Bees are easily one of the most recognisable insects on the planet. Honey is also a firm favourite in many homes across Australia. But just how much do you know about these buzzing bugs?
We decided to put together some of the most interesting and lesser-known facts about one of the most important insects around today.
12 Facts about The Amazing Honeybee
1. They Go Over and Above
Honeybees are hard workers. Each hive works together to produce three times more honey than they actually need. It’s for this reason that we’re able to share delicious honey with bees. What’s more, their wax is a byproduct that can be used to produce natural products, including candles and cosmetic and household products. You can read more about the benefits of beeswax and why it’s a superior product here.
2. We Need Bees More Than You Realise
Bees are essential in nature because without them, many of the flowers, fruits and vegetables you enjoy, wouldn’t be able to grow. Bees are one of nature’s best pollinators. Their hair abdomens trap pollen, which is then transferred throughout the area, allowing plants to spread and grow.
3. Royal Jelly is Used to Feed the Next Queen
In the kingdom of bees, there is always a queen bee. If she dies, a new queen is chosen from the larvae section of the hive. Once the new queen hatches, she is fed royal jelly (a term coined by scientists) to ensure she grows into a fertile queen.
4. Queen Bees Live Up to Five Years
Worker bees have a lifespan of four to six weeks. Queen bees, however, will live up to five years. The reason why she lives a longer life is because she doesn’t spend her days gathering pollen and making honey. Her job is to lay up to 2,500 eggs per day, ensuring the colony can grow and thrive.
5. Bees are Excellent Flyers
Honeybees can fly at 25km per hour, which requires them to beat their wings 200 times per second.
6. Bees Produce Very Little Honey During a Lifetime
We already mentioned that worker bees can live up to six weeks, but did you know that during one lifetime, a worker bee produces only one-twelfth of a teaspoon of honey? Imagine how many bees are needed for a full jar!
7. They Have an Extraordinary Sense of Smell
One honeybee has 170 odor receptors. This enables them to communicate with bees from their own hives as well as those from other hives. Also, when making raw honey in Australia, a honeybee uses its sense of smell to distinguish between different types of flowers.
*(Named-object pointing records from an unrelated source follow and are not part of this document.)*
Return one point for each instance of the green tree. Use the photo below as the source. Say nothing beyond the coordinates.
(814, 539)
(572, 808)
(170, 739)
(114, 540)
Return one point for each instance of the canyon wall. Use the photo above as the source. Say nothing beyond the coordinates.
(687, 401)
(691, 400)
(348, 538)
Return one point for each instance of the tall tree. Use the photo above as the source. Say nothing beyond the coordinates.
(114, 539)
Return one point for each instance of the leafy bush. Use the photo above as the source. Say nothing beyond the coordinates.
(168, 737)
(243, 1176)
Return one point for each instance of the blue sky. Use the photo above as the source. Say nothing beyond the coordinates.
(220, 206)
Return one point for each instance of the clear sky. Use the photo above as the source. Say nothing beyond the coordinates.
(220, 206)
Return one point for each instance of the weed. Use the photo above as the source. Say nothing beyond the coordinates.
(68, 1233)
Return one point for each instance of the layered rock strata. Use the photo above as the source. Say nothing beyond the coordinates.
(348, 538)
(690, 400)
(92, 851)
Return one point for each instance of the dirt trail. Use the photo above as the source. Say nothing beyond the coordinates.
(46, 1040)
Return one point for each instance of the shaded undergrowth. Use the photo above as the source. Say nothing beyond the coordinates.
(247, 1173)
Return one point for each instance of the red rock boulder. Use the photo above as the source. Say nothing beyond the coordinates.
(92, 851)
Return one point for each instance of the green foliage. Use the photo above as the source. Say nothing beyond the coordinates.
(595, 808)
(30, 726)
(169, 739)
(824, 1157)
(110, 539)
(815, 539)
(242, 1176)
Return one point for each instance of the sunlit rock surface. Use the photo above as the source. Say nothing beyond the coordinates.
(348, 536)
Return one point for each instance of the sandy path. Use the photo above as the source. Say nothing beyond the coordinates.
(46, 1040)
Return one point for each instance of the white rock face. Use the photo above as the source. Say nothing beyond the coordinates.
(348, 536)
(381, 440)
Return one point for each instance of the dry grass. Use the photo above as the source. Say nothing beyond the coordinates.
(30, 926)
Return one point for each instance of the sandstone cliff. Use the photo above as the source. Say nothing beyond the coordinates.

8. Each Bee Has Its Own Job
Every bee that forms part of a hive has a specific job. The queen bee is in charge of the entire hive and its her job to lay eggs and produce natural chemicals that affect bee behaviour. Worker bees are born to produce honey using pollen and nectar from flowers. They’re also in charge of building and protecting the beeswax comb. Lastly, drones are male bees. Their job is to mate with the queen bee and they rarely leave the hive. Drones are kicked out of the hive during the winter months.
9. Bees Brains Can Change
When a bee changes jobs in the hive, the chemistry in their brain is completely rewired. For instance, among the worker bees, there are scout bees who are always on the lookout for new sources of food. Among the drones, there are soldier bees who are in charge of guarding the beehive, while others are undertakers who remove dead bees from the honeycomb. However, there are regular bees who can undertake multiple jobs throughout their lifespan. Whenever they change jobs, their entire brain chemistry changes too, ensuring they are fully rewired for this new task.
10. Bee Venom is Beneficial
Bees are so amazing, even their sting has a good side. Researchers started looking into bee venom as a way to prevent HIV. Preventative gels are now being developed for this virus. Additionally, a bee sting can ease the pain caused by rheumatoid arthritis by increasing glucocorticoid levels, which is our anti-inflammatory hormone.
11. Bees Have Personalities
A group of researchers at the University of Illinois conducted a study in 2011, which proved that bees have personalities and feelings. Some bees turned out to be more adventurous, while others took a timider approach to life. Agitated honeybees, on the other hand, showed pessimistic, depressed behaviour.
12. Bees Have Top-Notch Navigation Skills
When flying to or back from their hive, bees use the sun as their navigator. However, when the sky is cloudy, bees navigate using polarised light. They have specialised photoreceptors that help find the sun’s place in the sky, ensuring they can find food or home.
Aren’t bees simply fascinating? These buzzing, hardworking bugs give us raw honey full of healthy benefits, as well as amazing beeswax for candles, cosmetic and household products. Now that you know more about them, it’s probably easier to see why we should be doing everything we can to protect them.